La protesta pasa por la Fiscalía General del Estado, encabezada por Fernando Blumenkron, quien un día antes le informó a la madre que no hay avances en la investigación del homicidio doloso, tampoco si las cámaras de seguridad que se encuentran en las calles de la colonia Ricardo Flores Magón, donde fue ultimado el 28 de mayo, lograron identificar a los responsables del crimen, quienes pretendían despojarlo de su motocicleta sin conseguirlo.

En la retaguardia y vanguardia van los contingentes de “bikers”, amigos y compañeros de Miguel Ángel, algunos con pasamontañas y vistiendo colores fluorescentes, realizando cortes de circulación hasta el centro de la capital morelense, haciendo rugir los motores de sus motos en señal de protesta, con más estruendo que las sirenas de las ambulancias.

En Plaza de Armas, la madre, cargando una lona con la foto de Miguel Ángel en su pecho, llora afligida con la prensa. Dice que nada va a reemplazar a su hijo y se solidariza con las madres de otras víctimas: “No nada más es Miguel Ángel… el chico de Zapata, la chica del Texcal, la chica que no aparece en Huitzilac, en Tres Marías… no nada más es Miguel Ángel, mi dolor está aquí, pero me acompañan las madres que no han estado presentes”.
La paramédica exige que la muerte de su hijo no quede impune, “Miguel no va a ser una estadística más, quiero justicia”.

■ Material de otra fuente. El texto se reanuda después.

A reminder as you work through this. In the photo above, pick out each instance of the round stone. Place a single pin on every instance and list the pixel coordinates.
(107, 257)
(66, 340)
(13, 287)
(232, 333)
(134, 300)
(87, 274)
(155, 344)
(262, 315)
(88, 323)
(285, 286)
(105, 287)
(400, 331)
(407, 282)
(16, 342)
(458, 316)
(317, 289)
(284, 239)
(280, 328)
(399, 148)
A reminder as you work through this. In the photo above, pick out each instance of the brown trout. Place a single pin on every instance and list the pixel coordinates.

Aunque demanda una audiencia con la gobernadora Margarita González Saravia, la mamá entra a Palacio de Gobierno con una comitiva sólo para tener un encuentro con funcionarios.
Afuera se queda el casco que era de Miguel Ángel, lo sostiene una de sus colegas, como cargando el dolor de su partida, pero queda rodeado de todos los que trabajaron y lo quisieron en vida.
Y ahí se quedan. Muy solos. Les falta Miguel Ángel.